Schaakrubrieken weekend 14 juni 2014

Wekelijks publiceren of verwijzen wij naar deze schaakrubrieken. Wij streven naar publicatie op de woensdag na het voorgaande weekend.

Hans Ree Gert Ligterink Hans Böhm Bab Wilders Johan Hut Rini Kuijf Henk Prins

Hans Ree

Giri blijft vriendelijk

Laat iemand zorgen dat hij zich niet voor een bus gooit, schreef een commentator nadat Anish Giri dinsdag in het toernooi in Stavanger zijn partij tegen de Rus Sergei Karjakin pijnlijk had verloren. Giri had op de 76ste zet een kwaliteit gewonnen, maar de stelling was zo dichtgeschoven dat het erg moeilijk voor hem was om dat voordeel te verzilveren.

Giri deed urenlang wat hij kon, maar hij schoot niet op. Integendeel, na 130 zetten was zijn voordeel verdwenen en stond het ongeveer gelijk. Toen, na acht uur spelen, maakte Giri opeens een vreselijke blunder waarna hij meteen moest opgeven.

De volgende dag sprak een geschokte schaakliefhebber me op straat aan. Met een bijna militaire stramheid zei hij streng: „Wat vindt u daar nu van, mijnheer Ree, dat kan toch niet, zo’n jonge knaap van negentien jaar als Giri, die na acht uur spelen al aan vermoeidheid bezwijkt?”
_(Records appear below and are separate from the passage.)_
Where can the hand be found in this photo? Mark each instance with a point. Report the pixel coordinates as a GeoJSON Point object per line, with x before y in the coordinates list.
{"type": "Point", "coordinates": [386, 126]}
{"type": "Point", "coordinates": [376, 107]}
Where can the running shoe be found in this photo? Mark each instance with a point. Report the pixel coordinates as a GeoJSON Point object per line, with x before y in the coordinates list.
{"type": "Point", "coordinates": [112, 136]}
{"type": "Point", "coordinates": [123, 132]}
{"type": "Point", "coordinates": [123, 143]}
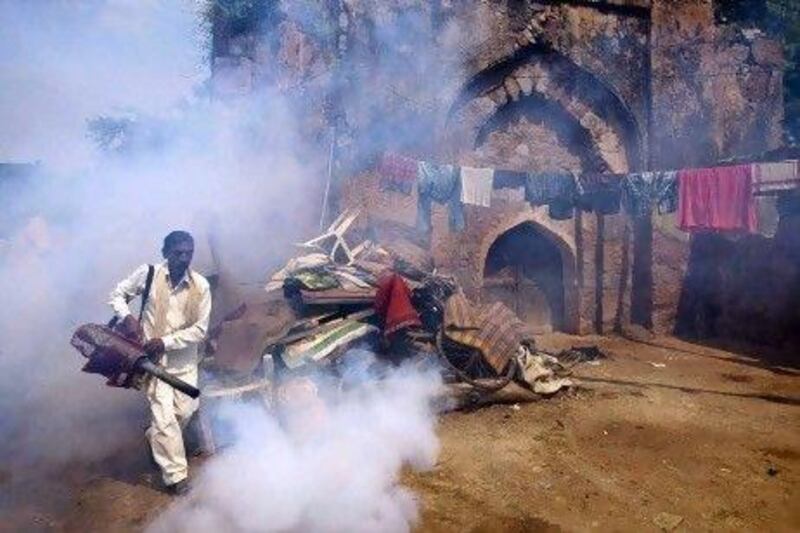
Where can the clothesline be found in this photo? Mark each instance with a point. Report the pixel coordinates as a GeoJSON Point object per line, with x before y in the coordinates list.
{"type": "Point", "coordinates": [718, 198]}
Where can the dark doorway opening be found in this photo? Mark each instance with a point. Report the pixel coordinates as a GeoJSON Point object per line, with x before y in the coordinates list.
{"type": "Point", "coordinates": [524, 271]}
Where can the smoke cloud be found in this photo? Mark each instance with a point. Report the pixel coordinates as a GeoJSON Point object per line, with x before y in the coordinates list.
{"type": "Point", "coordinates": [232, 172]}
{"type": "Point", "coordinates": [333, 465]}
{"type": "Point", "coordinates": [242, 178]}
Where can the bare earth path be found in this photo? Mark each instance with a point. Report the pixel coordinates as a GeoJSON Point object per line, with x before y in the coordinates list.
{"type": "Point", "coordinates": [707, 437]}
{"type": "Point", "coordinates": [663, 431]}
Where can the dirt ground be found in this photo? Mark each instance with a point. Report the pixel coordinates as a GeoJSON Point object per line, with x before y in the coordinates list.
{"type": "Point", "coordinates": [663, 434]}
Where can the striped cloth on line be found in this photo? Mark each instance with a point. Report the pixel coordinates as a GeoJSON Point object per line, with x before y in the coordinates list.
{"type": "Point", "coordinates": [775, 177]}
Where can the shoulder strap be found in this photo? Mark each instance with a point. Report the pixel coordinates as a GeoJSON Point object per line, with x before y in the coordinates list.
{"type": "Point", "coordinates": [147, 285]}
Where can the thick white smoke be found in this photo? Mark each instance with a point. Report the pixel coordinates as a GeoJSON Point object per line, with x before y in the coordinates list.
{"type": "Point", "coordinates": [236, 172]}
{"type": "Point", "coordinates": [330, 467]}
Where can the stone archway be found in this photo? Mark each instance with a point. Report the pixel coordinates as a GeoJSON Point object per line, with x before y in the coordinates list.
{"type": "Point", "coordinates": [538, 78]}
{"type": "Point", "coordinates": [532, 270]}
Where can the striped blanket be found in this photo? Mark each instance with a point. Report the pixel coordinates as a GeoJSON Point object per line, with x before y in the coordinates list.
{"type": "Point", "coordinates": [493, 329]}
{"type": "Point", "coordinates": [316, 348]}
Giri gooide zich na zijn nederlaag niet voor een bus, hij raasde en tierde niet, maar hij deed iets wat ik bewonderenswaardig en moeilijk voorstelbaar vind. Hij ging met Karjakin en diens vrouw naar een restaurant en op een foto zien we ze gezellig met zijn drieën aan een tafeltje zitten. „Ik was te moe om geschokt te zijn”, zei Giri later.

De laatste ronde van wat in Stavanger terecht het ‘supertoernooi’ werd genoemd, was afgelopen vrijdag, maar de uitslagen daarvan kan ik hier niet meer meenemen. Een ronde voor het eind stond Karjakin bovenaan en Magnus Carlsen en Fabiano Caruana stonden een half punt achter.
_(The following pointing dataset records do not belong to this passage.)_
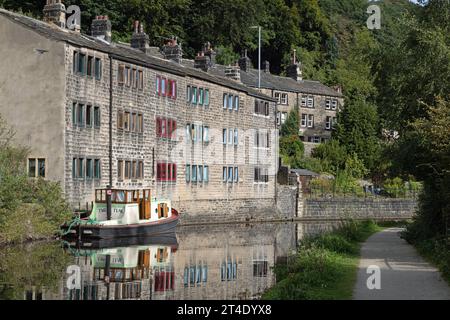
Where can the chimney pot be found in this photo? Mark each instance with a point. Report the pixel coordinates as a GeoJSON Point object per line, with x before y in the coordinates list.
{"type": "Point", "coordinates": [244, 61]}
{"type": "Point", "coordinates": [101, 28]}
{"type": "Point", "coordinates": [55, 13]}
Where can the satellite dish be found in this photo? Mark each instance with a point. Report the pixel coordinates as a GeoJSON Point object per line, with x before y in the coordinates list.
{"type": "Point", "coordinates": [74, 21]}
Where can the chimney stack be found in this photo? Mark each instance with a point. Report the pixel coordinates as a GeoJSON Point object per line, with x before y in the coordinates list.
{"type": "Point", "coordinates": [201, 61]}
{"type": "Point", "coordinates": [294, 71]}
{"type": "Point", "coordinates": [266, 66]}
{"type": "Point", "coordinates": [55, 12]}
{"type": "Point", "coordinates": [172, 50]}
{"type": "Point", "coordinates": [210, 53]}
{"type": "Point", "coordinates": [233, 72]}
{"type": "Point", "coordinates": [101, 28]}
{"type": "Point", "coordinates": [140, 40]}
{"type": "Point", "coordinates": [206, 58]}
{"type": "Point", "coordinates": [244, 62]}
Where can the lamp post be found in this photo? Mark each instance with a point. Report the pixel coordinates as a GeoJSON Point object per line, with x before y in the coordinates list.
{"type": "Point", "coordinates": [259, 54]}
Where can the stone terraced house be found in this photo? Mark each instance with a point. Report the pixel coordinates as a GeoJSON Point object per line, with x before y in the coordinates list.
{"type": "Point", "coordinates": [94, 112]}
{"type": "Point", "coordinates": [317, 104]}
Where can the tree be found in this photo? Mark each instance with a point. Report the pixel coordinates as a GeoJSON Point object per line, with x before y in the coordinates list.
{"type": "Point", "coordinates": [357, 130]}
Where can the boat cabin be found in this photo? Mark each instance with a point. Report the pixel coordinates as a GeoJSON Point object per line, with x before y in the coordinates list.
{"type": "Point", "coordinates": [131, 206]}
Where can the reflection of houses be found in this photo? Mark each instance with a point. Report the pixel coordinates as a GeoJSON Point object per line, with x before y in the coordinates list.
{"type": "Point", "coordinates": [125, 273]}
{"type": "Point", "coordinates": [226, 262]}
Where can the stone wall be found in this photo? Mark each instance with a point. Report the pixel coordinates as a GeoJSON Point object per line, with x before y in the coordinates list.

„Ik verdien het niet om dit toernooi te winnen”, zei Carlsen donderdagavond. Dat was omdat hij die dag een glad gewonnen partij tegen Peter Svidler remise had laten worden. Maar verdienen of niet, hij zei ook: „Het is duidelijk dat ik in de laatste ronde zal moeten winnen.”

Anish Giri – Vladimir Kramnik, Stavanger 2014 derde ronde.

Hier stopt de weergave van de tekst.